Angola Roots of Discontent
Under the Salazar regime, Angolans who neither spoke
Portuguese nor behaved as Europeans, like this mother and child,
were classified as indígenas.
Courtesy Richard J. Hough
Portugal's assimilationist policy had produced a small
group of
educated Africans who considered themselves Portuguese.
But as this
group recognized that it was not fully respected by the
Portuguese
and as it became increasingly aware of its alienation from
its
traditional origins, some members began to articulate
resentment,
both of their own ambiguous social and cultural situations
and of
the plight of the nonassimilated majority of Africans.
From among
their ranks emerged most of the first generation of
liberation
movement leaders.
The influx of rural Africans to towns also bred
anticolonial
resentment. In the 1950s, the population of Luanda almost
doubled,
and most of the growth was among Africans. Lured by the
expectation
of work, Africans in towns became aware of the inequality
of
opportunities between Europeans and Africans. The
compulsory labor
system that many had experienced in rural areas was
regarded as the
most onerous aspect of Portuguese rule. More than any
other factor,
this system, which was not abolished until 1962, united
many
Africans in resentment of Portuguese rule.
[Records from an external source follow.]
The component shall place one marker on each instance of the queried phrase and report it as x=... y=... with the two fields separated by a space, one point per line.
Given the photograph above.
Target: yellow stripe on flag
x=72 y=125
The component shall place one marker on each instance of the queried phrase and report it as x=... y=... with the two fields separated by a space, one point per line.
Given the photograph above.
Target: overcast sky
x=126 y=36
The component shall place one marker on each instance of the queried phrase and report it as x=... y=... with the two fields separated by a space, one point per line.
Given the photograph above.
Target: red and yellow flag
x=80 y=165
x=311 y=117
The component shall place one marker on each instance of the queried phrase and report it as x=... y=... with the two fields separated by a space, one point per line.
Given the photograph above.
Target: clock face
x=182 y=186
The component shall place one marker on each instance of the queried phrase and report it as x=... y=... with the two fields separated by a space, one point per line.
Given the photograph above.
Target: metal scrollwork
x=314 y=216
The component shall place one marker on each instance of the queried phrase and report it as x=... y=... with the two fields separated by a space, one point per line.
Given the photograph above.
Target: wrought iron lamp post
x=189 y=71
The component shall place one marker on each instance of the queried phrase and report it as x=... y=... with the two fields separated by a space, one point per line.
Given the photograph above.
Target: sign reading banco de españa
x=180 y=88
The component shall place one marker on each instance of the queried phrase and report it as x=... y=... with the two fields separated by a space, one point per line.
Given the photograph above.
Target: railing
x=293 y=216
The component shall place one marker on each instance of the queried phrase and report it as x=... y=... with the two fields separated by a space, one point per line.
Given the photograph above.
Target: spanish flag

The Salazar government's settlement policies
contributed to the
spread of anticolonial resentment, especially after 1945.
These
policies resulted in increased competition for employment
and
growing racial friction. Between 1955 and 1960, for
example, the
government brought from Portugal and the Cape Verde
Islands more
than 55,000 whites. Induced to emigrate by government
promises of
money and free houses, these peasants settled on
colonatos
(large agricultural communities). Many immigrants to the
colonatos were unskilled at farming, often lacked
an
elementary education, or were too old for vigorous manual
labor.
Consequently, many of them were unsuccessful on the
colonatos and, after a time, moved to towns where
they
competed with Africans, often successfully, for skilled
and
unskilled jobs. The Portuguese who held jobs of lower
social status
often felt it all the more necessary to claim social
superiority
over the Africans.
External events also played a role in the development
of the
independence movements. While most European powers were
preparing
to grant independence to their African colonies, the
Salazar regime
was seeking to reassert its grasp on its colonies, as
witnessed by
the effort it expended in the ill-fated colonatos
system.
There were two basic patterns in the rise of
nationalism in
Angola. In one case, African assimilados and other
urban
Africans with some education joined urban mestiços
and
whites in associations based on the assumption that their
interests
were different from, and perhaps in competition with,
those of the
majority of the African population still attached to their
rural
communities. Angolans also formed organizations based on
ethnic or
religious groupings that encompassed or at least sought to
include
rural Africans, although the leaders of these
organizations often
had some education and urban experience.